Being dean of GSIPS was a hard job; it was a huge number of faculty meetings and they were very contentious, because the school was in transition. My favorite part of it was motivating incoming students — I still have all of my opening speeches to the new students.
You also served as the Institute’s coordinator of veterans affairs for several years.
Yes. A student veteran named Marcos Medina MAIPS ’12 approached me because I was the only veteran on the faculty. After talking with Marcos and the administration, I was named the faculty advisor for the veterans. I had lots of conversations and get-togethers with them and it absolutely delighted me, because whatever they did before, when these veterans arrive at MIIS they arrive as mature students. In that sense they’re like Returned Peace Corps Volunteers.

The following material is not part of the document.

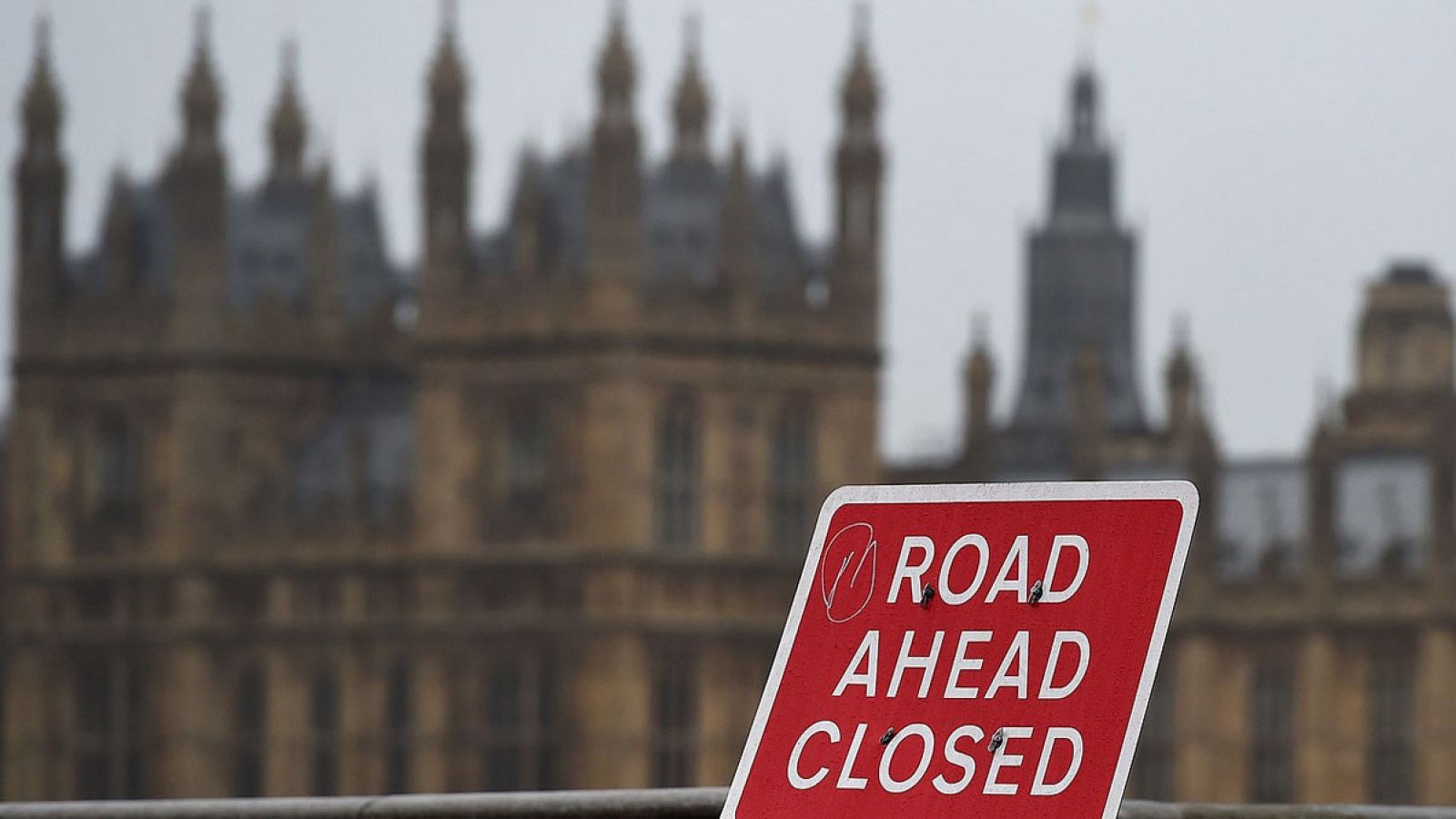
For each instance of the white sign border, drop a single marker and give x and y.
(1183, 491)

For me personally, working with student veterans is the first time I experienced people talking openly about having PTSD [Post-Traumatic Stress Disorder]. In my generation, hardly anybody would admit it. Everyone knew it existed, but everybody who had PTSD was in the closet. Along with Students Services, I worked a lot with some of these veterans and found it really rewarding.
I think the life experience these veterans bring increases the level of maturity in the classrooms in which they are active. I think if you asked the other students on campus what they think about veterans the response would be very positive, and I think many veterans feel like they also benefit from mixing with non-military people.

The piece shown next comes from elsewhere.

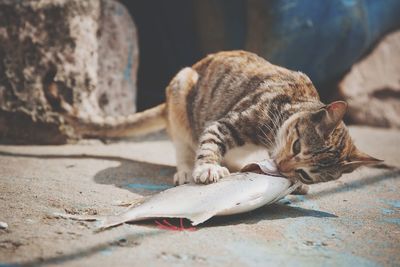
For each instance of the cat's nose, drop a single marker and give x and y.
(284, 166)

What do you think makes Institute faculty and staff unique?
One of the best things about working here has been the staff. As a faculty member I’ve gotten to know a lot of staff and these people work their tails off and they’re very loyal to the Institute. It’s an academic institution, but staff have an important role to play and I think they do it extremely well. The three years I spent part-time at the Center for Advising and Career Services were three of my happiest.
What are you going to miss most about working at the Institute?
This place is really unusual. I have academic colleagues all over the world, but I don’t know many who mentor students, teach them, encourage them, help them get good internships, and then work with them as colleagues after graduation. Three weeks ago on my new UN assignment – building a curriculum on small arms control — I needed some help from people who are now doing this work and I called on three of my former students [Heather Sutton MPA ’12, Rachel Stohl MAIPS ’97, and Bill Godnick MAIPS ’97] to serve on a panel with me. There are many others out there.
The idea that students I’m working with in the classroom are going to go out and become my professional colleagues — that’s what I’m going to miss the most. I’ll miss that experience of preparing students to be change agents. They really do go out and make a difference – it’s not just a slogan we have here.